A propos de son tableau « l’homme à la hache » Gauguin écrit que les longues feuilles serpentines d’un jaune de métal qui ressortent sur le sol pourpre forment tout un vocabulaire oriental… elles sont comme « les lettres d’une langue inconnue et mystérieuse ». Dans les ruisseaux des tropiques il s’enchante littéralement des formes en or qui flambent dans le courant. Il aime les arabesques qui se faufilent dans la masse vivante de la couleur… avec toujours cette idée sous-jacente de matière-énergie très éloignée de l’atmosphère impressionniste et de son culte de la saisie du motif et de l’instantané visuel.  Une couleur matière qui doit d’abord passer par l’enfer de nos pensées. Toute une fonderie cérébrale gît dans le creuset de nos rêves ! Gauguin… bien plus symboliste que naturaliste (et surtout pas impressionniste) rumine ses toiles… C’est en rêvant sombrement dans son lit et dans le noir qu’il a l’intuition de la part d’inconscient qui réside dans toute œuvre d’art. « Voyez une grosse araignée dans une forêt sur un tronc d’arbre… sensation terrible... il n’y a pas de raisonnement qui tienne devant cela. » C’est donc bien là qu’il faut aller forger les couleurs… dans notre fond sauvage où rampent les tarentules…

"L'homme à la hache", Gauguin, 1891

"L'homme à la hache", Gauguin, 1891

Il se représentera en 1889 la tête tranchée, comme décapitée, dans une sculpture en céramique. Un pot autoportrait en forme de grotesque… où sa tête difforme de « sauvage » s’expose au supplice du grand feu comme en un rêve fauve prémonitoire. La pièce est couverte d’un épais émail brun et gras… le cou maculé de giclées rouge sang. L’œuvre n’a pas d’oreilles… il y a comme une dépression à leur place (il est probablement tiraillé inconsciemment par la culpabilité d’avoir tué Van Gogh). Cette tête, il l’enverra en présent à Madeleine… la jeune sœur d’Emile Bernard dont il est éperdument amoureux… mais qui est intouchable. Cette figure calcinée par son passage en enfer est révélatrice du caractère sauvage du bonhomme, mais dans « la nature morte à l’estampe japonaise » il reprendra le pot-tête pour en faire un… vase aux fleurs brûlées face à un bouquet somptueux aux corolles en fête, le tout sur un fond rose et jaune vifs… Une ambivalence de style pour le moins détonnante.

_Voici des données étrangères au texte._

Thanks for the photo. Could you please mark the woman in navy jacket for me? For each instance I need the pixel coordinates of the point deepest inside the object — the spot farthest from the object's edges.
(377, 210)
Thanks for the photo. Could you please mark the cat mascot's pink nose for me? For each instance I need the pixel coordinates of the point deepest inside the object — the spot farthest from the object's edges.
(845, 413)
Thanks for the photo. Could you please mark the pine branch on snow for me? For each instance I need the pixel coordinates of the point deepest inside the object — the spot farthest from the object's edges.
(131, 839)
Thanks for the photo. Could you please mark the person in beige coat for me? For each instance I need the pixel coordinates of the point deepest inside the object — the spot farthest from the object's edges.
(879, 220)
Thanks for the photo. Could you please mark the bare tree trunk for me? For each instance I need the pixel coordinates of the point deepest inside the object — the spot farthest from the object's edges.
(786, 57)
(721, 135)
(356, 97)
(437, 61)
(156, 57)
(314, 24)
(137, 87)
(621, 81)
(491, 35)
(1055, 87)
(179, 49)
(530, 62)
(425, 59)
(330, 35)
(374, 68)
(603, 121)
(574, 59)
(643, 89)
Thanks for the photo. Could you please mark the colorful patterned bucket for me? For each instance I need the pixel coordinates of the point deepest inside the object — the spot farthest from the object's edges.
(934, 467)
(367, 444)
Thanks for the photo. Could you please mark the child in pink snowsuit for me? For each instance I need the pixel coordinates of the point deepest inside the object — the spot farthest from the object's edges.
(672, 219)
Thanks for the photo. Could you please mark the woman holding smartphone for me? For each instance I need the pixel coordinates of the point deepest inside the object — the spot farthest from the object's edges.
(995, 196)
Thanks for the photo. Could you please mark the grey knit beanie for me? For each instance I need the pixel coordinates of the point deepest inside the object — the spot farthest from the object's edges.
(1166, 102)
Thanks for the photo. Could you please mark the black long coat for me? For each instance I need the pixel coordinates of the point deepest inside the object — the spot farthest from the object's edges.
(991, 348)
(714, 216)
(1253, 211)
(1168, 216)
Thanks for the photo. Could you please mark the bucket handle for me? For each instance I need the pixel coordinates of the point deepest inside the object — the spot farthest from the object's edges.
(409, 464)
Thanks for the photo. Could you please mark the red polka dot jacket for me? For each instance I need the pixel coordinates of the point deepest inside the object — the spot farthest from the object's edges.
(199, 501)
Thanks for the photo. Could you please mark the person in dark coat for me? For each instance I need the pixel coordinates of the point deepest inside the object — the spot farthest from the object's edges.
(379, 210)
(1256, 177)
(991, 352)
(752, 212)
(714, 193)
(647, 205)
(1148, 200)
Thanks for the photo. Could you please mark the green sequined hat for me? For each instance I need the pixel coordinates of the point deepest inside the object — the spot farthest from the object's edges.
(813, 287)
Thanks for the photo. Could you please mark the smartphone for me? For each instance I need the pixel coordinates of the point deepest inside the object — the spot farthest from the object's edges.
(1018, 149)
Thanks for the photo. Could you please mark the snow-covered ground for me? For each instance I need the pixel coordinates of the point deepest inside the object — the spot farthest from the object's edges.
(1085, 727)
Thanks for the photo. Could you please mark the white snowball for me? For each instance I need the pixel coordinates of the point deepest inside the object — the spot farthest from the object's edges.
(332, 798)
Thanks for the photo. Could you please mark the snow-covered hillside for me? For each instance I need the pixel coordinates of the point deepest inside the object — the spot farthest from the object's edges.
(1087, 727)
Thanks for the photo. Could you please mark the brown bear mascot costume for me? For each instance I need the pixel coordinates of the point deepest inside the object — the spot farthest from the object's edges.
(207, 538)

"Nature morte à l'estampe japonaise", Gauguin, 1889

"Nature morte à l'estampe japonaise", Gauguin, 1889

Mais faut-il outrer la couleur comme le souhaitait Van Gogh ? Gauguin la veut grave, loin des coquetteries de la ligne qui, elle, peut… serpenter (toujours cette ambiguïté de sauvage stylé). « Quand mes sabots résonnent sur ce sol de granit, j’entends le son sourd, mat et puissant que je cherche en peinture ». Il recherche d’emblée le compact, la matière, la terre. Ses arbres sont lourds, ni la lumière ni l’air ne les traversent. Où il s’agit d’outrer les couleurs tout en les étouffant ! En fait on a parfois l’impression que son art « sourd » de quelque magma où il aurait été emprisonné. Comme un métal en fusion souterrain qui s’étalerait sur la toile avant de s’y solidifier. Il se fabrique d’ailleurs des toiles pleines de nœuds et de rugosités à l’aspect terriblement frustre. Gauguin en fait ne les prépare pas, afin de jouer des aspérités de leur texture grossière… conférant ainsi aux tableaux un peu de la rudesse de ses céramiques. Il casse la touche en la dissimulant dans la granularité. Où il s’agit de ramener le monde à une immense rétine rugueuse et tactile. Et Gauguin, bien sûr et contrairement à Van Gogh, déteste les empâtements… il lui faut plutôt de bonnes couches bien brutes, des coulées de lave… granuleuses.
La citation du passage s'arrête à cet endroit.